Inicialmente, ao socorrer-se do crédito, fê-lo para conseguir fazer face a algumas despesas e quebras de rendimentos. Contudo, a crise manteve-se e a Requerente não teve condições para cumprir com todas as suas obrigações bancárias. Tentou fazer acordos. Chegou ao ponto de completa rutura financeira, em que não consegue mais, apesar de tudo ter feito para o evitar, cumprir pontualmente as suas obrigações.

Nos últimos meses, apesar de já apresentar incumprimentos generalizados das suas obrigações, a Requerente ainda tentou junto de familiares e amigos o apoio necessário para poder cumprir para com as entidades credoras, o que, agora constata não ser possível. Tendo já, diversas prestações vencidas e não pagas.

Neste momento, os credores da Requerente são os seguintes:

1) Bankinter Consumer Finance, E.F.C., SA- Sucursal em Portugal, com sede na Praça Marquês de Pombal, nº13, 4º andar, 1250-162 Lisboa, onde detém um crédito cuja dívida ascende a 963,79€ (líquido), decorrente de um cartão de crédito, não havendo garantias prestadas, ou existência de relações especiais, nos termos do artigo 49.º, com data de vencimento a 12-03-2023.

2) BNP Paribas Personal Finance, S.A. – Sucursal em Portugal, com sede na Rua Galileu Galilei, n.º 2, 8º piso, Torre Ocidente, Centro Colombo, 1500-392 Lisboa, onde detém um crédito cuja dívida ascende a 325,69 €, decorrente de um crédito pessoal, não havendo garantias prestadas, ou existência de relações especiais, nos termos do artigo 49.º, com data de vencimento em 06-03-2023.

3) Caixa de Crédito Agrícola Mútuo do Alentejo Sul, CRL, com sede no Largo Eng. Duarte Pacheco, nº12, 7800-019 Beja, onde detém:

a) um crédito cuja dívida ascende a 1.471,17€, decorrente de um cartão de crédito, não havendo garantias prestadas, ou existência de relações especiais, nos termos do artigo 49.º, com data de vencimento em 27-02-2023.

b) Um crédito cuja dívida ascende a 468,30€, decorrente de um crédito renovável, não havendo garantias prestadas, ou existência de relações especiais, nos termos do artigo 49.º, com data de vencimento em 27-02-2023.

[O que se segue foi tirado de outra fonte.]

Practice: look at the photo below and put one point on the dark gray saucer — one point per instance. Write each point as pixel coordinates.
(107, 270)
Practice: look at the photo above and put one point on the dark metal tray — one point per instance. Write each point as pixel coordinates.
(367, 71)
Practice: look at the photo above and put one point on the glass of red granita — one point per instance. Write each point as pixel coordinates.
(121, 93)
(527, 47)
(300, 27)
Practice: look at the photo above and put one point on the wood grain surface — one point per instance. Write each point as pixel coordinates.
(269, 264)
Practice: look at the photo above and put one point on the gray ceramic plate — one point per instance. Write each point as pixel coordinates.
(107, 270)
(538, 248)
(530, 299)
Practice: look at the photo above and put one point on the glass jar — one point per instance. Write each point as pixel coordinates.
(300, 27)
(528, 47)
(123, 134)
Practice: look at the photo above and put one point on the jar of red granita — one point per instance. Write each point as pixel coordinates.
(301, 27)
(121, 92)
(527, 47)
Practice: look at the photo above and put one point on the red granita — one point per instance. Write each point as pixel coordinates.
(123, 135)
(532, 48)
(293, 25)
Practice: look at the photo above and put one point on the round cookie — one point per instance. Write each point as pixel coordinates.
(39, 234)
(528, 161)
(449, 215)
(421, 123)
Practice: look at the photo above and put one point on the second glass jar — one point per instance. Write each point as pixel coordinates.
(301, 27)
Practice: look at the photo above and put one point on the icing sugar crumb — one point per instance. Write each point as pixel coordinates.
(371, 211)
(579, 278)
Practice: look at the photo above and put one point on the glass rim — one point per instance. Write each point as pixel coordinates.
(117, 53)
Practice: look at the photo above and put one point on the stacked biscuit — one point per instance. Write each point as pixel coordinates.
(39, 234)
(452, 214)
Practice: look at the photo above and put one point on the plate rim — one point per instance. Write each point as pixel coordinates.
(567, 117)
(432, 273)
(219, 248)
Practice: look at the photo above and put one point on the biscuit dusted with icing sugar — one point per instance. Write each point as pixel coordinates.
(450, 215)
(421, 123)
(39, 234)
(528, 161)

4) Montepio Crédito- Instituição Financeira de Crédito, S.A., com sede na Rua Júlio Dinis, nº158-160, 2º andar, 4050-318 Porto, onde detém um crédito, cuja dívida ascende a 3.671,79€, decorrente de um crédito pessoal, não havendo garantias prestadas, ou existência de relações especiais, nos termos do artigo 49º, com data de vencimento de 01-04-2023.

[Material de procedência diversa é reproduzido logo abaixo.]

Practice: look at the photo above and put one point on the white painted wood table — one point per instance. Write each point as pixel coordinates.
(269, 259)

5) Oney Bank- Sucursal em Portugal, com sede na Av. José Gomes Ferreira, nº9, SL1, 1495- 139 Algés, onde detém um crédito, cuja dívida ascende a 154,10€, decorrente de um cartão de crédito, não havendo garantias prestadas, ou existência de relações especiais, nos termos 49º, com data de vencimento de 22-03-2023.

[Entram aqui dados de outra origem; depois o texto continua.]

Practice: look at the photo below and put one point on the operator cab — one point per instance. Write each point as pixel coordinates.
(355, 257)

6) Unicre- Instituição Financeira de Crédito, S.A, com sede na Rua General Firmino Miguel, nº 6-B, piso – 1, 1600-300 Lisboa, onde detém um crédito, cuja dívida ascende a 2.431,81€, decorrente de um crédito pessoal, não havendo garantias prestadas, ou existência de relações especiais, nos termos do artigo 49.º, com data de vencimento em 18-03-2023.

7) UNIVERSO, IME, S.A, com sede no Lugar do Espido, Via Norte, 4470-177 Maia, onde detém um crédito, cuja dívida ascende a 466,75€, decorrente de um cartão de crédito, não havendo garantias prestadas, ou existência de relações especiais, nos termos do artigo 49.º, com data de vencimento em 12-03-2022.

8) Wizink Bank, S.A.U. – Sucursal em Portugal, com sede na Avenida Colégio Militar, n.º 37 – F, 6.º piso, D, 1500-180 Lisboa, onde detém um crédito:

a) cuja dívida ascende a 2.097,92€, decorrente de um crédito pessoal, não havendo garantias prestadas, ou existência de relações especiais, nos termos do artigo 49.º, com data de vencimento em 24-02-2023.

b) Cuja dívida ascende a 4.125,87€, decorrente de um crédito pessoal, não havendo garantias prestadas, ou existência de relações especiais, nos termos do artigo 49.º, com data de vencimento em 24-02-2023.

A Requerente reside com o companheiro e os seus filhos em casa arrendada, pagando mensalmente o valor de 500,00€. Gasta mensalmente cerca de 281,85 € em água, luz, gás e telecomunicações. Apesar das despesas não constarem todas no nome da requerente, são todas suportadas pela mesma.

Acresce ainda gastos frequentes com saúde ocular de dois dos seus filhos.

As dificuldades económicas, que se arrastam, foram sendo superadas com as ajudas de terceiros, nomeadamente os familiares com quem reside.

A requerente tentou renegociar os seus créditos, no sentido de alcançar uma prestação que efetivamente pudesse cumprir, sem que tenha tido sucesso.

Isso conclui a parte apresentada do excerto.